Margot Käßmann, Ursula von der Leyen, Günther Jauch und Hillary Clinton.
Foto: dpa/Paul Zinken
Margot Käßmann, Ursula von der Leyen, Günther Jauch und Hillary Clinton.
Die Hillary-Clinton-Show bei Günther Jauch
Hillary Clinton, Ursula von der Leyen und Margot Käßmann – gleich drei starke Frauen versammelte Günther Jauch auch am Sonntag Abend um sich, um über mächtige Frauen zu reden. Doch dem Moderator entglitt das Thema.

Der Frauenanteil in Talkshows ist oft gering. Das hat sich auch im letzten Jahr nicht geändert, seit Gesche Joost, damals Netzexpertin im Wahlkampfteam von Peer Steinbrück, eine Quote für Frauen in den Diskussionsrunden forderte. Die Moderatoren Anne Will und Frank Plasberg äußerten erst kürzlich, dass das nicht zuletzt an den Frauen läge, die allzu oft absagten.

Bemerkenswert war die Gästeliste bei Günther Jauch am Sonntagabend also durchaus – auf ihr fanden sich ausschließlich Frauen. Neben der US-Politikerin Hillary Clinton kamen die deutsche Verteidigungsministerin Ursula von der Leyen und die frühere EKD-Ratsvorsitzende Margot Käßmann. "Frauen an die Macht! Hillary Clinton zu Gast bei Günther Jauch" – so holprig wie der Sendungstitel war dann auch Jauchs Einstieg in die Diskussion.

"Frau Clinton, was halten sie von meinem Outift?" fragte Jauch die ehemalige Außenministerin der USA, um dann auf ihr neu erschienenes Buch überzuleiten. Auf den 900 Seiten über ihre Zeit als Außenminister vertritt die Politikerin die nicht ganz neue These, dass Frauen nicht allein für ihre Leistung, sondern immer auch für ihr Aussehen bewertet werden. Eine Überzeugung, der die anderen zwei Damen uneingeschränkt zustimmen konnten.

"An Edward Snowden zeigt sich die Entfremdung"

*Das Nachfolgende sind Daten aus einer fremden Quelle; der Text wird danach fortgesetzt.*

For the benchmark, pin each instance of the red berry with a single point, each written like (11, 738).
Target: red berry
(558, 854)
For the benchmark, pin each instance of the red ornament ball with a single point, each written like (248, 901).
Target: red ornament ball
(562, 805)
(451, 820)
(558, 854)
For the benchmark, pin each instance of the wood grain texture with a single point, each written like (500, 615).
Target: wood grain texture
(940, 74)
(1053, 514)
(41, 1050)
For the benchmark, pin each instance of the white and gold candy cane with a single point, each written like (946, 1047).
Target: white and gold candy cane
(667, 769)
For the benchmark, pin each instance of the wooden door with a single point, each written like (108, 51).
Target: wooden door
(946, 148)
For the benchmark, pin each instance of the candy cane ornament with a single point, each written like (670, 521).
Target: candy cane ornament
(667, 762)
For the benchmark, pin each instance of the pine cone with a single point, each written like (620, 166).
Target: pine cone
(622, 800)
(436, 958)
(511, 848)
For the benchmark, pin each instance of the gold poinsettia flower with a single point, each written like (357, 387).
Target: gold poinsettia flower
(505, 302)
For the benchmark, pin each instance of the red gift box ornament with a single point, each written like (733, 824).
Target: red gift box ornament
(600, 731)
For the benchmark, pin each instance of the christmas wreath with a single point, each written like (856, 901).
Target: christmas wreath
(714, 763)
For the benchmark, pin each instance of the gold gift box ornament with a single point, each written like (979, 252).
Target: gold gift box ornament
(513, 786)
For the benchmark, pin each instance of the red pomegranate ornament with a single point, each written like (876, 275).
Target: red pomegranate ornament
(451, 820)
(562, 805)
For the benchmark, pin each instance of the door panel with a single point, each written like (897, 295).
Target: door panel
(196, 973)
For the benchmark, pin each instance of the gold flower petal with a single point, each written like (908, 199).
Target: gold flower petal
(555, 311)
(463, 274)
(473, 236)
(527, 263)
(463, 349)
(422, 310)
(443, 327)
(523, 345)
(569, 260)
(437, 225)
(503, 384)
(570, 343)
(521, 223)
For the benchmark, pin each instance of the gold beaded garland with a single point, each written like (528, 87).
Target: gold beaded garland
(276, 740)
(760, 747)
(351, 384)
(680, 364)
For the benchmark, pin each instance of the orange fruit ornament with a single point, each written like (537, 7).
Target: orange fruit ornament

Nach weiteren allgemeinen Fragen ("Müssen Frauen mehr leisten, um nach oben zu kommen?") und allgemeinen Antworten ("In Deutschland können wir nicht auf hochqualifizierte Frauen verzichten") sowie der Feststellung, dass es in den USA einfacher als in Deutschland ist, wie Hillary Clinton zu sagen, man sei Feministin, wechselte Jauch zu außenpolitischen Fragen.

###mehr-artikel###

Und egal ob es sich um die NSA oder andere skandalöse Spionagefälle der US-Dienste handelte, Clinton und von der Leyen zeigten, wie man mit charmanten Worten möglichst wenig sagen kann. Clinton beteuerte, nichts vom Ausmaß der Überwachung gewusst zu haben und versprach Bemühungen seitens der USA, ihr ein Ende zu setzen. Sie zeigte auch Verständnis für die sensiblen Deutschen, die in ihrer Geschichte erleben mussten, dass Freunde und Nachbarn sich ausspionierten. Ursula von der Leyen schwärmte dagegen während des Diskussion mindestens einmal zu oft für Kanzlerin Angela Merkel.

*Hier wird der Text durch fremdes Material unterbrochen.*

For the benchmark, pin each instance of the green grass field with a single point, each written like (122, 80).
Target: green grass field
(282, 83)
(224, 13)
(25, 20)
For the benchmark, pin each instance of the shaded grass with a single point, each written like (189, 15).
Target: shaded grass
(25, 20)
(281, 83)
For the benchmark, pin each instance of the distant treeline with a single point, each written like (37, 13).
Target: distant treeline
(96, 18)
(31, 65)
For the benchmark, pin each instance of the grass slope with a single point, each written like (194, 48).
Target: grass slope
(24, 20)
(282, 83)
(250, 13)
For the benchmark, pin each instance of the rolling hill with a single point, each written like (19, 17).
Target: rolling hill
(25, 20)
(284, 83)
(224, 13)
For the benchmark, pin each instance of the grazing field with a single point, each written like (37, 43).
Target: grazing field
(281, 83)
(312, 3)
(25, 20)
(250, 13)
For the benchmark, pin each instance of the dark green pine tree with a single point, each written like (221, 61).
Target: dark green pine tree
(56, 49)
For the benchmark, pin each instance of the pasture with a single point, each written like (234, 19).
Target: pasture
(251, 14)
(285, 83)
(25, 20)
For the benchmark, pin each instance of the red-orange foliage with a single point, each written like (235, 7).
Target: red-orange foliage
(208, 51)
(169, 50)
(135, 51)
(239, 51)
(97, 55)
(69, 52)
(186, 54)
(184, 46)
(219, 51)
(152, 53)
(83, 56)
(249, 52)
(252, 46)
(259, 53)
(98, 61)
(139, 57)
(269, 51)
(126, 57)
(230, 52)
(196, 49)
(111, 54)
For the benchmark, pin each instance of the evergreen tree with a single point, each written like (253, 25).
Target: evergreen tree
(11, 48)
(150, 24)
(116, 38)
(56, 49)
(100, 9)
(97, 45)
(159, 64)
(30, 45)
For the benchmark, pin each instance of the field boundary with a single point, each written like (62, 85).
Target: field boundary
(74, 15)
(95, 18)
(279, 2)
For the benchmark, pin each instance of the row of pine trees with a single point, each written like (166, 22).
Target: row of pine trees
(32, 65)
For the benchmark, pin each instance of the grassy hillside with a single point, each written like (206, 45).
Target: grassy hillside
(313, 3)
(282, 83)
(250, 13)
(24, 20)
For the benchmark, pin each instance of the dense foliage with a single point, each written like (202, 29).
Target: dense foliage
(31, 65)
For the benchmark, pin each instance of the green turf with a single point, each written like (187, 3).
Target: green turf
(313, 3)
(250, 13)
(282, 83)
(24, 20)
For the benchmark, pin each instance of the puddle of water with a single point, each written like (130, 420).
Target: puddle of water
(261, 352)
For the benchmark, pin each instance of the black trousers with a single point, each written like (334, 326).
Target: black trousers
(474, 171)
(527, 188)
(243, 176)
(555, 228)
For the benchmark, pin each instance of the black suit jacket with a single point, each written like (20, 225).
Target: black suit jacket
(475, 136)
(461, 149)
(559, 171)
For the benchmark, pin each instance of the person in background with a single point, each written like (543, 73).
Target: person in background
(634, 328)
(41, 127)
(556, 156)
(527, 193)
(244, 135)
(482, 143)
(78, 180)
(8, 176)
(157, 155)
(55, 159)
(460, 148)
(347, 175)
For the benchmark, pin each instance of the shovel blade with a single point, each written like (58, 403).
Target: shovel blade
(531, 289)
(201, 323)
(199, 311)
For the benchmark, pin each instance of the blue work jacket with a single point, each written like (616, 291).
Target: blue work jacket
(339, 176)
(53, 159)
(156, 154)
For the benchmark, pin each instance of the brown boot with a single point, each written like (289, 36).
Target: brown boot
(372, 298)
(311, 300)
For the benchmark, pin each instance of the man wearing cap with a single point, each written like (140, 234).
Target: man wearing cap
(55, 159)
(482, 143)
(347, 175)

Einzig Margot Käßmann schaffte es, neben dem Politikerinnen-Sprech Konflikte zu benennen. "Die USA und Europa bauen auf ähnliche Werte auf. Allerdings gibt es eine Entfremdung, die sich auch am Fall Edward Snowden zeigt", sagte sie. Die Entfremdung, zeigte sich Käßmann überzeugt, habe aber auch schon 2003 existiert, als man in Deutschland in gegen den Irak-Krieg demonstrierte.

Die Hillary-Clinton-Show

Für das Töten von Terroristen kritisierte die Theologin die USA scharf: Das sei nicht mit ihrem christlichen Wertesystem vereinbar. "Ich hätte mehr Respekt gehabt, wenn Osama bin Laden verhaftet worden wäre und nach Den Haag gekommen wäre", sagte sie über die Tötung des Al-Qaida-Gründers. Doch ernste Themen nahmen in der meist heiteren Runde nur wenig Platz ein.

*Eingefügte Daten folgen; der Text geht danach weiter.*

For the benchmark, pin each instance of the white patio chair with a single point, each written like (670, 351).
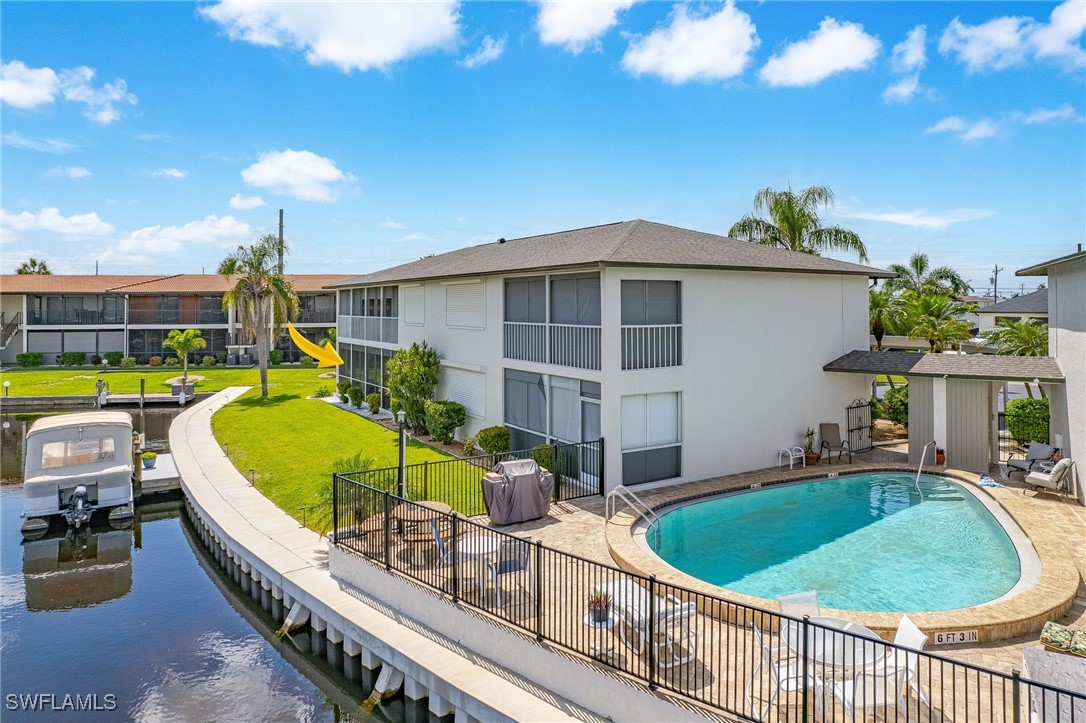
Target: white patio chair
(799, 605)
(785, 675)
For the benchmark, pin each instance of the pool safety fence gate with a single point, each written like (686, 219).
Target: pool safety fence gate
(742, 660)
(859, 425)
(578, 472)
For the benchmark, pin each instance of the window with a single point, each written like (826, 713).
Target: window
(651, 438)
(466, 305)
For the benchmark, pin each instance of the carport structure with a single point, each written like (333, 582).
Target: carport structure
(952, 397)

Einmal ermahnte Günther Jauch Ursula von der Leyen scherzhaft, ihr nicht seine Witze kaputt zu machen. Ein anderes Mal kicherten die Damen mit Günther Jauch über Fotos von Wladimir Putin, Nicolas Sarkozy und George W. Bush jun. in etwas albern wirkenden Posen. "Wenn die Männer wüssten, wie wenig uns das beeindruckt, würden sie es im Zweifelsfall sein lassen" kommentierte von der Leyen amüsiert.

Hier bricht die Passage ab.